Counter current flow means that the blood and the oxygen flow in opposite directions to each other (shown on the left hand side of the figure below).  If the blood and water flowed in the same direction, it would be called concurrent flow. 

The real benefit of counter current flow is the ability of the blood to always have a slightly lower concentration than the water flowing over it.  This means a concentration gradient is established for longer and more oxygen is removed from the water to the blood for the fish.  If blood and water flowed in the same direction, then the concentrations would be equal at some stage and no further gas exchange could take place. 





Plant Gas exchange

In the leaf, gas exchange structures are the stomates.  These not only allow O2 out and CO2 in,  but also allow minerals to be transported up the plant as transpiration acts as the driving force for the movement of water up the plant.

Stomates in plants that live in warmer drier climates like Australia tend to open in the morning, close down in the middle of the day, and then reopen in the afternoon.  This way, water loss is reduced in the warmest part of the day, but light intensity is not compromised. Stomates are generally on the underside of the leaves away from direct sunlight which also helps with water conservation.
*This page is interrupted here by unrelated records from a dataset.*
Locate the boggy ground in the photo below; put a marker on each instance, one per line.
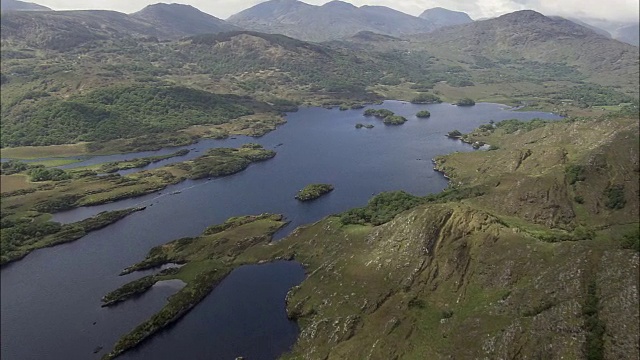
(514, 266)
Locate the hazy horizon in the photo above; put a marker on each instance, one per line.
(613, 10)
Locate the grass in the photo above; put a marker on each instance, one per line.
(208, 259)
(36, 152)
(9, 183)
(55, 162)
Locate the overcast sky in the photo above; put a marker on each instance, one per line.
(617, 10)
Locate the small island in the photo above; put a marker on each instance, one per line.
(426, 99)
(423, 114)
(388, 117)
(313, 191)
(465, 102)
(455, 134)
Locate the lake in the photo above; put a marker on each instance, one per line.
(50, 300)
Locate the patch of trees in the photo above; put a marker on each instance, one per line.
(455, 134)
(574, 173)
(13, 167)
(119, 112)
(313, 191)
(513, 125)
(44, 174)
(423, 114)
(465, 102)
(426, 99)
(388, 117)
(614, 197)
(381, 209)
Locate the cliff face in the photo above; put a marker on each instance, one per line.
(471, 279)
(448, 280)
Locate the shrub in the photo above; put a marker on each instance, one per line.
(426, 99)
(423, 114)
(615, 197)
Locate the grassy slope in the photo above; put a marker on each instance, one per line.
(29, 209)
(473, 278)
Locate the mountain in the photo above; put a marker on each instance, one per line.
(526, 36)
(67, 30)
(333, 20)
(628, 34)
(181, 20)
(16, 5)
(598, 30)
(441, 17)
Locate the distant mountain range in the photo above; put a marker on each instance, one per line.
(16, 5)
(629, 34)
(182, 20)
(530, 36)
(333, 20)
(441, 17)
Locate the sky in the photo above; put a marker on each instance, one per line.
(612, 10)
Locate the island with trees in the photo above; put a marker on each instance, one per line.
(426, 99)
(465, 102)
(423, 114)
(313, 191)
(388, 117)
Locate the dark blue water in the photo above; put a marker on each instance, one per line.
(249, 304)
(50, 299)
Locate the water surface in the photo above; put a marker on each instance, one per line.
(50, 300)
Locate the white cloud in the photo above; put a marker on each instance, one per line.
(619, 10)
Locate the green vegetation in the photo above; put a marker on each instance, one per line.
(614, 197)
(513, 125)
(112, 167)
(575, 173)
(135, 287)
(388, 117)
(632, 240)
(426, 99)
(423, 114)
(118, 112)
(25, 225)
(465, 102)
(43, 174)
(313, 191)
(13, 167)
(416, 268)
(594, 95)
(225, 161)
(594, 326)
(381, 208)
(21, 236)
(207, 260)
(456, 134)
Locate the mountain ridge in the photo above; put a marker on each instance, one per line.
(181, 20)
(17, 5)
(331, 21)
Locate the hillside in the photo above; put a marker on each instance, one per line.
(441, 17)
(530, 36)
(67, 30)
(17, 5)
(598, 30)
(461, 274)
(181, 20)
(628, 34)
(333, 20)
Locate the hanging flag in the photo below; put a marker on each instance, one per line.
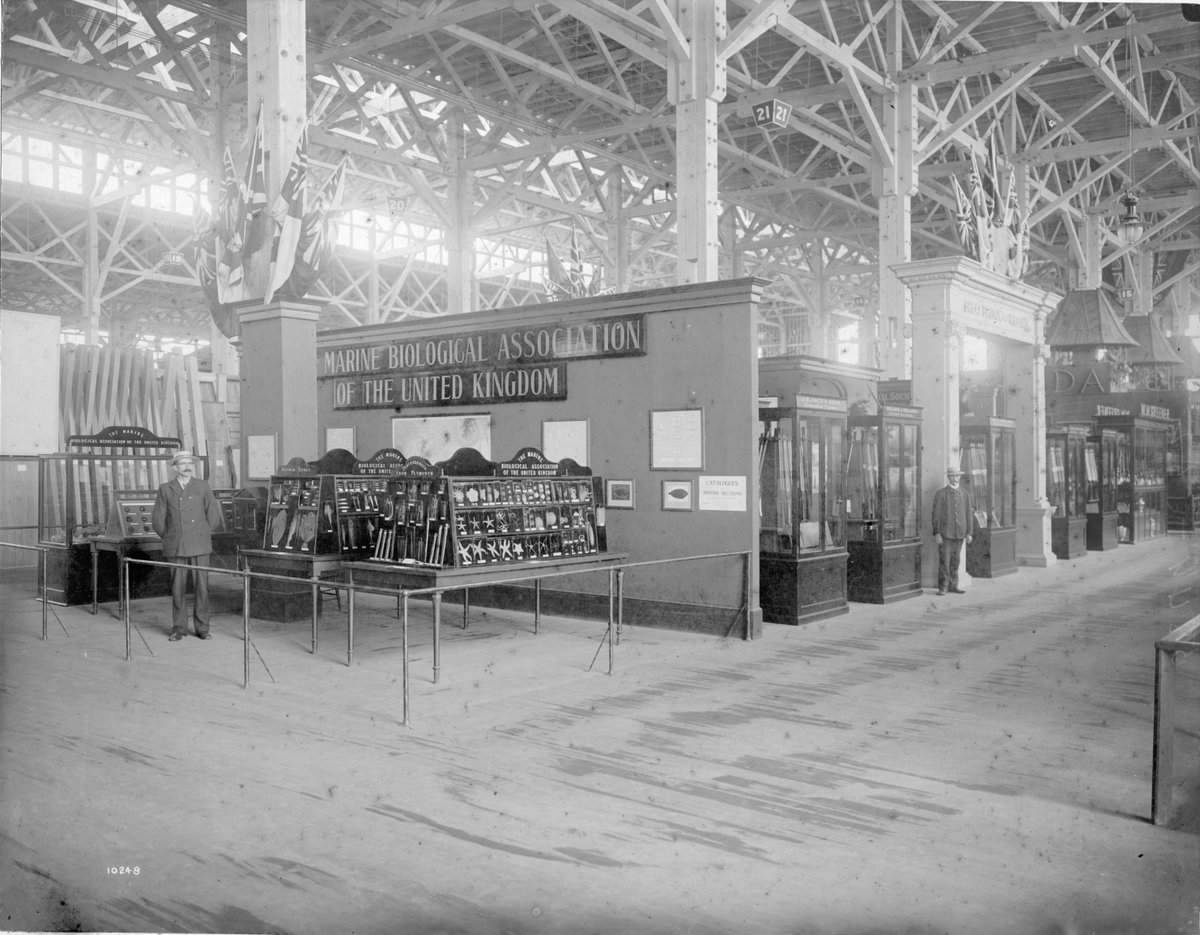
(231, 210)
(255, 220)
(318, 234)
(965, 221)
(557, 280)
(288, 213)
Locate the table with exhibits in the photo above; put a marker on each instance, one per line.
(401, 577)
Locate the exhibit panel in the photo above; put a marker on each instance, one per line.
(658, 387)
(802, 556)
(103, 481)
(1067, 490)
(989, 473)
(882, 498)
(1140, 475)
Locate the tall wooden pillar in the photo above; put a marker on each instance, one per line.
(280, 389)
(696, 76)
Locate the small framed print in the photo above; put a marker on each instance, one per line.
(676, 495)
(619, 493)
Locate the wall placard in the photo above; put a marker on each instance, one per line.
(565, 438)
(717, 492)
(677, 439)
(261, 456)
(341, 438)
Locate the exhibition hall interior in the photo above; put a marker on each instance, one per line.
(600, 466)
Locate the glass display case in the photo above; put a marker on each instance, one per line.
(1067, 489)
(882, 502)
(802, 555)
(989, 473)
(1140, 474)
(77, 491)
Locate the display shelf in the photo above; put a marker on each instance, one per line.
(77, 491)
(989, 466)
(802, 559)
(1140, 475)
(1067, 489)
(882, 501)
Lenticels are corky areas of loosely packed cells that are located on branches, stems, and the trunks of plants.  They are able to let oxygen into these parts of the plants that cannot perform photosynthesis to be used in respiration and allow CO2 to escape.  

When it comes to the roots of plants, most absorb oxygen through from air spaces within the soil. This is why over-watered plants die, because the roots literally drown.  However, some plants live in areas where air can never get into the soil to allow them to efficiently exchange oxygen and CO2.  The best example of this are mangroves.  To compensate for this they have snorkel like extensions on their roots called pnematophores.